Ever buy one of those bargain boxes full of Christmas cards with matching envelopes? Convenient, aren’t they? And cheap! A card for each person in the office. They won’t know they came from a box. Done and dusted. But ever wish you opened that box and read them before buying? I wish I had!
One Christmas, I bought a box of what I assumed where nice cards, ideal for colleagues at the school I worked at. The pictures looked promising; snow, deer, sleighs, poinsettias, trees, chimneys – that sort of stuff. Nothing too saccharine. I opened the box. The first few cards were spot on. I was planning who to give them to. Good fun, really. But then I noticed a disturbing trend. As I got further into the box, cards started to jump out; they just didn’t belong.

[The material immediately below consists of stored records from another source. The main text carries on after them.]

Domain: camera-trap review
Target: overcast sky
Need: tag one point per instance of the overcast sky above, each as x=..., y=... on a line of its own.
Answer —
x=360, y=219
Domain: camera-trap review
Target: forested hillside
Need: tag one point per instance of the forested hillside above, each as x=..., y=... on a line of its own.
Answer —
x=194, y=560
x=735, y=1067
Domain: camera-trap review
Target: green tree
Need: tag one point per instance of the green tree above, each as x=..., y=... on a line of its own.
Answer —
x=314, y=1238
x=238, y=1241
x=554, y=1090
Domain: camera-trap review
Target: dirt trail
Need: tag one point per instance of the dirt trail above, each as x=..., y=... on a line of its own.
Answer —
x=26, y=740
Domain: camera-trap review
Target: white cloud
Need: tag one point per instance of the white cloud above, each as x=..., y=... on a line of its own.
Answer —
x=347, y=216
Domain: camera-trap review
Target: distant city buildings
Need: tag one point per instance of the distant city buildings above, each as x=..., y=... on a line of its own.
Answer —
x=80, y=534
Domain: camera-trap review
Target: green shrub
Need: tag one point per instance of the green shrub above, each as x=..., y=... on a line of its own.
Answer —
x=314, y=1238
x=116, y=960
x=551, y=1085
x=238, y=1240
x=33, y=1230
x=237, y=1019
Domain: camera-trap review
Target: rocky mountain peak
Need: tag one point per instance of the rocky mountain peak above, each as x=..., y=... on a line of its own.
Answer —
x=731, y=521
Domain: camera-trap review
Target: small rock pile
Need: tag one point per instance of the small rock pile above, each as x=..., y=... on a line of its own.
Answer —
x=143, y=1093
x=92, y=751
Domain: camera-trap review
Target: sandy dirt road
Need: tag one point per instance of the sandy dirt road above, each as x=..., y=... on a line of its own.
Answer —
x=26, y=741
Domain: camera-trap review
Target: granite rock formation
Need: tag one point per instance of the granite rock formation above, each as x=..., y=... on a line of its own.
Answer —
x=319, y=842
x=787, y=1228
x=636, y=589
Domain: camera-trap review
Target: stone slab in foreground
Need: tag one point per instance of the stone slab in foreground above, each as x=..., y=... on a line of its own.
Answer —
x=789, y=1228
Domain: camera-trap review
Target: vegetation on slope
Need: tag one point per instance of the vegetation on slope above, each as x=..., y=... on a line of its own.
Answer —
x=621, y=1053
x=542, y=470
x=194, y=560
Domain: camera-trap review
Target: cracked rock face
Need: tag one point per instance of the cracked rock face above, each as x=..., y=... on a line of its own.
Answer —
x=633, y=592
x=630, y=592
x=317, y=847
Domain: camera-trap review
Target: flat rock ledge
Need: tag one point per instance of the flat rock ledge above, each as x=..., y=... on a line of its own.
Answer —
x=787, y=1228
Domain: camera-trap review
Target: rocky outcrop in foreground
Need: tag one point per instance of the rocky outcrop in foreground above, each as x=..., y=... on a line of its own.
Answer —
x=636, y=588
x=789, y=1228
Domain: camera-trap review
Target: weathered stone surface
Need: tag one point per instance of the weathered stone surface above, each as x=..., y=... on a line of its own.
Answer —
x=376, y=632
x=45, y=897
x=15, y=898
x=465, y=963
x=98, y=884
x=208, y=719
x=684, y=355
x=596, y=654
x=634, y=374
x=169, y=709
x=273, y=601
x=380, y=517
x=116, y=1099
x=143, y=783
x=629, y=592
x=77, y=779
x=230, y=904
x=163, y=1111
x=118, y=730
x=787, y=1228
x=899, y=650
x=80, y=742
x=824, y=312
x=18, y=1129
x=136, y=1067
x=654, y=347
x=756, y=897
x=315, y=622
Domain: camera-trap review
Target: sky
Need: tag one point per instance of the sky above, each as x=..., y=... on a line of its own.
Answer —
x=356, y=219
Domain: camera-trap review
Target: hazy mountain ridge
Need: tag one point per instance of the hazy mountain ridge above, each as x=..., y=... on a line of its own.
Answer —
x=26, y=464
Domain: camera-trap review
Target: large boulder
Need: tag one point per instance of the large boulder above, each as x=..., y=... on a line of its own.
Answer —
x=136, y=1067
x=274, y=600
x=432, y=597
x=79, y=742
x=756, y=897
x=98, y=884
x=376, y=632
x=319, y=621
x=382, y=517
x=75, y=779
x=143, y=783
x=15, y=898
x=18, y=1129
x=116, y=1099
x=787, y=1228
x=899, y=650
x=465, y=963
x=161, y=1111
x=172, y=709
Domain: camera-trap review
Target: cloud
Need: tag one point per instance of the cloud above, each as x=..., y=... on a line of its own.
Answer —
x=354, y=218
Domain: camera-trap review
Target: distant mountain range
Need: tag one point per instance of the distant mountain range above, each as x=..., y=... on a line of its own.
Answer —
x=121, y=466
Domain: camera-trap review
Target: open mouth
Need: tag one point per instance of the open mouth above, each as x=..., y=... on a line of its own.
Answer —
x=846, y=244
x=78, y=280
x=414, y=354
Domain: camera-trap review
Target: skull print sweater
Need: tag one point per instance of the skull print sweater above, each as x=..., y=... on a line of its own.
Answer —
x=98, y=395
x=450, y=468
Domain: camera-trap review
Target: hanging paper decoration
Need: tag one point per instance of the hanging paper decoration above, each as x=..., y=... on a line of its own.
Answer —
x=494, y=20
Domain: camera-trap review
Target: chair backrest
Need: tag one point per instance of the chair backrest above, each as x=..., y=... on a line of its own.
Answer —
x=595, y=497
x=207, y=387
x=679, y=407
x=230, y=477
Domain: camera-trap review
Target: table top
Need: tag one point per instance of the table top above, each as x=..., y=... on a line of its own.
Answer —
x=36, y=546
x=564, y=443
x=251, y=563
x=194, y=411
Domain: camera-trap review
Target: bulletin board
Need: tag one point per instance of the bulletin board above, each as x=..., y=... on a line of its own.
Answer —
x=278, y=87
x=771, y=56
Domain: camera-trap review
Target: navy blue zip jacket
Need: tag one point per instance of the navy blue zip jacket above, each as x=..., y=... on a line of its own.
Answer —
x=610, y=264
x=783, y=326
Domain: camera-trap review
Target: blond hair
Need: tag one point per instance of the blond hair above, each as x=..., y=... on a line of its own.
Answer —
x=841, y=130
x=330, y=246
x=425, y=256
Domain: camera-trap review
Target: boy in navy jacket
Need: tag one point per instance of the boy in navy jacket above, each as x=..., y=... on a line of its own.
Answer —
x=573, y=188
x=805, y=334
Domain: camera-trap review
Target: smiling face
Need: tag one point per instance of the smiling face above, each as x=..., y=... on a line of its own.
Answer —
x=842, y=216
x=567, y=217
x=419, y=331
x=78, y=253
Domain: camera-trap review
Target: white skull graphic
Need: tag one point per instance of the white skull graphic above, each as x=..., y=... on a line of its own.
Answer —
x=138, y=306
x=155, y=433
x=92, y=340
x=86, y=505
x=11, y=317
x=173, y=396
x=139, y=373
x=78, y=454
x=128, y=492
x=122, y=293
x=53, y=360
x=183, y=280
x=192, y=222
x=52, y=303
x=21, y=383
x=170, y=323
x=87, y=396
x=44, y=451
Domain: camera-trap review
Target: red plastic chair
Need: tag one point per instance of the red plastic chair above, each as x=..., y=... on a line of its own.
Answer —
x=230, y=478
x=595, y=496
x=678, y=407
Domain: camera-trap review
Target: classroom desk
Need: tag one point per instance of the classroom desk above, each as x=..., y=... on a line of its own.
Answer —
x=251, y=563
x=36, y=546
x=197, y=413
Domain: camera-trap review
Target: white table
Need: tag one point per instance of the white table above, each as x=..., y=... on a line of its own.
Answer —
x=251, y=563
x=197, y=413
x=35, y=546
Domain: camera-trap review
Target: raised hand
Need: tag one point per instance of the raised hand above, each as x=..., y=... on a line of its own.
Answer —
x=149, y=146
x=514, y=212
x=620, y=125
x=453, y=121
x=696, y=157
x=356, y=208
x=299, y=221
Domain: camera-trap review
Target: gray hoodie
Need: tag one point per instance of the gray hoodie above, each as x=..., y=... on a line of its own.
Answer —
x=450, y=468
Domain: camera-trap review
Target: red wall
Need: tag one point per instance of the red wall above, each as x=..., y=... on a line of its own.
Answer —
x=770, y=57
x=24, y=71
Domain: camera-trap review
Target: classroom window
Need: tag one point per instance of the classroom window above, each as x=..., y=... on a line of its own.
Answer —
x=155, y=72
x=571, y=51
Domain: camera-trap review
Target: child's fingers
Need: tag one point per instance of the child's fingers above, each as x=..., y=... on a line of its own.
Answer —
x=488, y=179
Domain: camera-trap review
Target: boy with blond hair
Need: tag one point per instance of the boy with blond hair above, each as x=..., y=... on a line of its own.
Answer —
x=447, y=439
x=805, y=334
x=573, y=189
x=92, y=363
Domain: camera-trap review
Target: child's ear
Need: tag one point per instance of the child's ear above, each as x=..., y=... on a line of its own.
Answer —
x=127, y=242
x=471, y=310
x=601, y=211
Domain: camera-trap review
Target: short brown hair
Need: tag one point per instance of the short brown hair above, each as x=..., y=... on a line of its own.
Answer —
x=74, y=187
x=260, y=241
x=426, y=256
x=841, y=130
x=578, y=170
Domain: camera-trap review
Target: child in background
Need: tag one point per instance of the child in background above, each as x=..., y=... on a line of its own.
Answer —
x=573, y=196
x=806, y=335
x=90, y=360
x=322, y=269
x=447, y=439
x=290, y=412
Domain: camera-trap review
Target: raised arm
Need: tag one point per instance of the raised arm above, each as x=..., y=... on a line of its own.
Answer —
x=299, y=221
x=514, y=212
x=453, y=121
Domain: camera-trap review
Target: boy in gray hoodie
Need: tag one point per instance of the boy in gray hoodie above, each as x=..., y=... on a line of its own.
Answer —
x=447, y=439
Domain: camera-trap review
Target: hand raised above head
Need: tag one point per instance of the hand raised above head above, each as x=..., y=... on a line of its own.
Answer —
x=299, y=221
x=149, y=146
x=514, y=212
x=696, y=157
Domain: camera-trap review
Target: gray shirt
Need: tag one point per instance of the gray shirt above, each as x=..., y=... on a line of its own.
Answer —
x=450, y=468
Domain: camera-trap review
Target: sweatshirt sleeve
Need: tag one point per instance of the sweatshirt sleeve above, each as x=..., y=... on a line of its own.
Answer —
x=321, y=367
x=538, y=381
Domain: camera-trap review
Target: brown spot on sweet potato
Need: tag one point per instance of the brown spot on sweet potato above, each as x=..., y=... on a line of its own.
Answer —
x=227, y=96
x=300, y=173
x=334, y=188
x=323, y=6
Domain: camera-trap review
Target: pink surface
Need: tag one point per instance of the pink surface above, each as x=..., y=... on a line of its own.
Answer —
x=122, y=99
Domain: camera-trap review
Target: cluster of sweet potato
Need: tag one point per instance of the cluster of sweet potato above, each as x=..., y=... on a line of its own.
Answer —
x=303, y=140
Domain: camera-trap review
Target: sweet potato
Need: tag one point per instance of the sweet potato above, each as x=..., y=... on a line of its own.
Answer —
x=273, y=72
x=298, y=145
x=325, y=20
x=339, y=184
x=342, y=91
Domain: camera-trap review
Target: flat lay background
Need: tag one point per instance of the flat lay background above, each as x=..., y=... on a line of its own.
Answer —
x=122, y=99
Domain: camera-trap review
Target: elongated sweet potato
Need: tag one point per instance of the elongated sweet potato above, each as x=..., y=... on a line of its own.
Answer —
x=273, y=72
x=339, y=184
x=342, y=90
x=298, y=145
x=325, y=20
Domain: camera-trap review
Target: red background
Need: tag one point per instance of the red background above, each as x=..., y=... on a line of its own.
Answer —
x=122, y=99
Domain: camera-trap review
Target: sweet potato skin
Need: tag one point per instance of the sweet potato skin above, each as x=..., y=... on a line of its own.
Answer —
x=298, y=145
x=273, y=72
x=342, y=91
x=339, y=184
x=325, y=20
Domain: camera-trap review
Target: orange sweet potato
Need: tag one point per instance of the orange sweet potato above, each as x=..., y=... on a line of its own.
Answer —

They were pushy – too pushy – and they all featured the same word – love.
Let’s get down to brass tacks. I was reluctant to give a card that used the word “love” in any way, shape or form. For example, “With love on Christmas”, “Festive greetings, sent with love” or “Sending you and your family love this Christmas”. Love? Seemed a bit strong, don’t you think? I didn’t love them. These were people I worked with! I couldn’t give a young woman a card with “love” in it! Maybe “fond”. For example, “Sending you my fond wishes this Christmas” or “I am emotionally neutral towards you, but still hope you and your family have a good Christmas and that we can continue our professional working relationship upon our return in the New Year.” I recall what happened next.
I ran all this by a co-worker. She said I was overreacting. I didn’t know what to do. I was fully committed – in too deep. I bought the box and already used half of it. Now I had a pile of orphan cards I’d probably never use, unless I fell in love with several co-workers – over the next few years. What to do? Maybe my co-worker was right. I should have stop worrying; it was silly. I was over-thinking things. I needed to give those orphans a home at Christmas. What could go wrong?
For the record: in the future, if you’re the janitor and I give you one of those cards, please don’t leave your wife.